Tanya Marsh, an expert in property and cemetery law at Wake Forest University, said using and restoring old cemeteries for natural burials makes sense. Centuries ago, bodies weren’t embalmed, graves were dug by hand. Those and other past practices are now hallmarks of today’s natural burials.
Plus, she said, land is costly and zoning restrictions are cumbersome. Starting a new cemetery is difficult.
“I think that there's a lot of really good reasons to take old, historic cemeteries that have some excess capacity and utilize these for burials,” she said.
But Marsh said there’s still a process to follow — and Destination Destiny, she said, isn’t following it.
"You can't just go to an abandoned cemetery in any state and say 'I own this cemetery now,’ ” she said. “It is true that you have this ability under common law after a passage of time and successful trespassing to become the owner. But that takes a long time.”
State officials’ challenges to Destination Destiny’s operations in Minnesota have echoed that argument. In a letter to Bixby, the DNR’s legal staff pointed out that, in Minnesota, the period of time to claim adverse possession is 15 years — much longer than the company has had a presence on the Whitewater land.
But even if that weren’t the case, state statute says adverse possession doesn't apply to cemeteries.
In a separate letter to Bixby, the Winona County attorney argues the land belongs to the county, and that Destination Destiny is unlawfully trespassing on the land.
Minnesota attorney Michael Sharkey, who specializes in mortuary law, said there are additional legal concerns at play.
He echoes Winona County's argument that the land belongs to the county — because, in Minnesota, abandoned cemeteries where Civil War veterans are buried fall into county jurisdiction.
Sharkey also argues that Minnesota law is clear that it's illegal to disturb cemetery land without the proper authority. But for the last few weeks, DNR employees at Whitewater say they have seen a Destination Destiny representative on the land regularly, cutting shrubs and clearing paths.
"It’s not just a felony to disturb human remains themselves. It's also a felony to disturb human burial grounds,” Sharkey said. “Frankly, I really hope the Winona County sheriff and Winona County attorney are listening.”
‘He just blows us off’
It’s not the first time Destination Destiny’s practices have drawn scrutiny from local officials.
A few years ago, the company started offering natural burials at a remote, abandoned cemetery near the coast in Half Moon Bay, Calif.
San Mateo County supervisor Don Horsley, who represents the area where the cemetery is located, said the county disputes the company’s claim of ownership.

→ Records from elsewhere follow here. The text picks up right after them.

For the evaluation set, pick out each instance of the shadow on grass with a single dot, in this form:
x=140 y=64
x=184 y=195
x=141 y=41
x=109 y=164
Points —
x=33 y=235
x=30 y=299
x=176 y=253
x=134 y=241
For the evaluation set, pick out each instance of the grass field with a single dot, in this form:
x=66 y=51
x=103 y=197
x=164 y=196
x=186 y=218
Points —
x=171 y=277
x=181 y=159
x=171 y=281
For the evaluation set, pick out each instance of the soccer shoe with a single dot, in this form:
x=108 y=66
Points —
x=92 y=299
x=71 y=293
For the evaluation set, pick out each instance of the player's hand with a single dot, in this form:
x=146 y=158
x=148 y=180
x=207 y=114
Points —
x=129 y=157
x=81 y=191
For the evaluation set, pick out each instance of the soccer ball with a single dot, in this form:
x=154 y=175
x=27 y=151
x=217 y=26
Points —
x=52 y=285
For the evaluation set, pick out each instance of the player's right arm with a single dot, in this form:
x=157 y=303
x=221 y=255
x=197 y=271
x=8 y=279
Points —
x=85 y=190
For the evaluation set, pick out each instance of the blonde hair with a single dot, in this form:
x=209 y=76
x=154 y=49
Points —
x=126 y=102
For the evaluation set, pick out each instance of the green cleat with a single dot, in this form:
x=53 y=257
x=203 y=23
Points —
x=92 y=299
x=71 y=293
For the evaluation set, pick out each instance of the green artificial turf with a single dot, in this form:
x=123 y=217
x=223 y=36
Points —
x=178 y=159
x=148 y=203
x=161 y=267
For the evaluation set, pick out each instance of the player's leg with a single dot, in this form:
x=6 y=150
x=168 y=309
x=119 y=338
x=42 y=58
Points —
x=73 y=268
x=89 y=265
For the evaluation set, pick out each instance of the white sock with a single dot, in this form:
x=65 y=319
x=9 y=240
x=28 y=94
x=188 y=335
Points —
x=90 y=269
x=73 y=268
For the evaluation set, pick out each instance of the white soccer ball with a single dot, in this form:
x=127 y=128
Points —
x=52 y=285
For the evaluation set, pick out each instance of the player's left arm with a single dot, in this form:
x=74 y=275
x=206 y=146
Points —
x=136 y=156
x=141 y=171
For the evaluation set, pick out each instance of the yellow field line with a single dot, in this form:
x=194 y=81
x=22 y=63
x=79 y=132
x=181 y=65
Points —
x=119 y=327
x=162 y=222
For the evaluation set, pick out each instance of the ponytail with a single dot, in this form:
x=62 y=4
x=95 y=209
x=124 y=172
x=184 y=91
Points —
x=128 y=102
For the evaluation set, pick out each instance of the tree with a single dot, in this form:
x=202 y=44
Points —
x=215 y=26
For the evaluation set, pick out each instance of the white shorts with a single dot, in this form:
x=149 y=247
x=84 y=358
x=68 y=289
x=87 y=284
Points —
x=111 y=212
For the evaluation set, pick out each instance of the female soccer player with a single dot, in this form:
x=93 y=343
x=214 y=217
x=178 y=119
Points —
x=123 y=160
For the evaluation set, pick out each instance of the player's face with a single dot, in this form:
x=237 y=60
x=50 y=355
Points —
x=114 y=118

Moreover, Horsley said, California law would require the company to secure special permits to operate on the coast, which Bixby has applied for, and the county has denied.
“To do green burials, you’d have to have a coastal development permit, which he doesn’t have,” Horsley said. “And of course he just blows us off.”

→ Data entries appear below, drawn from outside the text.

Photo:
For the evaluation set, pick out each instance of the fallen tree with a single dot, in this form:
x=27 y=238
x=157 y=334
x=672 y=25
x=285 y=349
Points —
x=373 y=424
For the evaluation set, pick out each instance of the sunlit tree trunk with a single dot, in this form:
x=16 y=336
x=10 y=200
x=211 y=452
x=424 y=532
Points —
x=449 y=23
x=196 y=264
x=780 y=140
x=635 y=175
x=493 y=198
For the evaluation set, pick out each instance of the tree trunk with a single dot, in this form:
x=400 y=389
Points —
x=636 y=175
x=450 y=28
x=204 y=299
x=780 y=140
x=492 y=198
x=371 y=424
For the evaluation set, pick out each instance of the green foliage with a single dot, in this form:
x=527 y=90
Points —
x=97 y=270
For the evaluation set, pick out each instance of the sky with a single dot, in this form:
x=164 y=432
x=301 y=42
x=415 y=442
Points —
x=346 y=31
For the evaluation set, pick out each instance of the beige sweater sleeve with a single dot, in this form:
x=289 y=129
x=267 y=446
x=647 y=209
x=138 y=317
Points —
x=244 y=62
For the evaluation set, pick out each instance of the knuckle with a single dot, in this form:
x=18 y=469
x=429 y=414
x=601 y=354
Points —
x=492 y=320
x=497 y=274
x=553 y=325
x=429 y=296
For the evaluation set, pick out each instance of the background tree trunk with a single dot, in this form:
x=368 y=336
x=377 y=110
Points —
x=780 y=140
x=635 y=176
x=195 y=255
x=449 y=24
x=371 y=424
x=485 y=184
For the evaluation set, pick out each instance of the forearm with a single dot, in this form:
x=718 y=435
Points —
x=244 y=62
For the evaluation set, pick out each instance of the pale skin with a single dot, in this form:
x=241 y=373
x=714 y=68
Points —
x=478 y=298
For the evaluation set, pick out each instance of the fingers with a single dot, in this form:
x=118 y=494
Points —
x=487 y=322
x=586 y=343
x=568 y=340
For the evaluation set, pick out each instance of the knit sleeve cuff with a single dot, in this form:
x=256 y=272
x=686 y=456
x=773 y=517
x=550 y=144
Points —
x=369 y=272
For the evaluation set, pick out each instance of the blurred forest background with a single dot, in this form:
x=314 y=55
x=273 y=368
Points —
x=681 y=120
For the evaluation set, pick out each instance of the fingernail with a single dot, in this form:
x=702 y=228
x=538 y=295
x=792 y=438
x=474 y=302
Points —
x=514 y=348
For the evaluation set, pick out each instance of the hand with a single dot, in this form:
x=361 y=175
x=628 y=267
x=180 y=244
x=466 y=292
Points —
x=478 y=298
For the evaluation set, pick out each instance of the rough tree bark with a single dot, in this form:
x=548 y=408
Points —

The situation in San Mateo County is ongoing, but Bixby maintains his company has every right to operate there.
He says the same for Minnesota.
“We’re not there to disrupt or upset people. We’re there to serve the community,” he said. “They only care when some guy from New Jersey shows up. They’ve basically said, ‘Get the hell out of town because we’re telling you to get the hell out of town,’ and that’s not an acceptable response, to me.”
The state of Minnesota and Winona County are threatening additional legal action.
But Bixby said no plots have been sold yet, and no bodies buried — and he doesn’t plan to back down.
Correction (May 24, 2021): Don Horsley’s name was misspelled in an earlier version of this story.